Automated Trading (Algorithmic Trading)

DEFINITION of Automated trading

Automated trading is the process of buying or selling security basing on some pre-described set of rules tested on historical data.


That’s when you use algorithms for making trade orders. The rules are based on indicators, charts, technical analysis, or stock fundamentals. To trade it, you need an automated trading system. You can set up the rules that you want the algorithmic trading system to follow.

Rules are based on common variables like price and volume or on technical indicators like moving averages or Bollinger bands. The trading strategy you set up can be as simple. Or complicated. But truly advanced strategies can require learning the programming language associated with your automated trading system. Traders use algorithmic trading because it removes emotion from the trading practice. Algorithmic trading systems need monitoring to provide that they are performing as wanted because of the presence of many problems. Technical failures can be problematic, the fault in set up. Anyway, automated trading can quickly become costly.

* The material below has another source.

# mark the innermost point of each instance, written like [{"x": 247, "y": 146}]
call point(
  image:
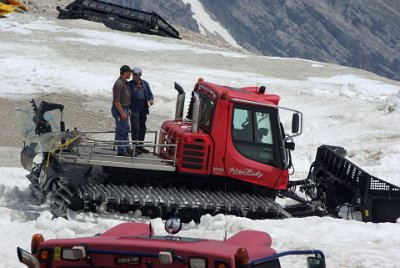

Algorithmic trading has grown dramatically in popularity over the past decade. In the US, about 70 percent of the overall trading volume is generated through algorithmic trading. The overall trading volume of algorithmic trading estimated in emerging economies like India is roughly 40 percent. A recent report estimated that the world market for algorithmic trading will grow by 10.3% CARG from 2016 to 2020. By now, most investors and regulators have gravitated toward algorithmic and High-Frequency Trading.


Algorithmic trading (automated trading, black-box trading, or simply algo-trading) is the process of using computers programmed to follow a defined set of instructions. Those instructions are called algorithm for placing a trade in order to generate profits at a speed and frequency that is impossible for a human trader.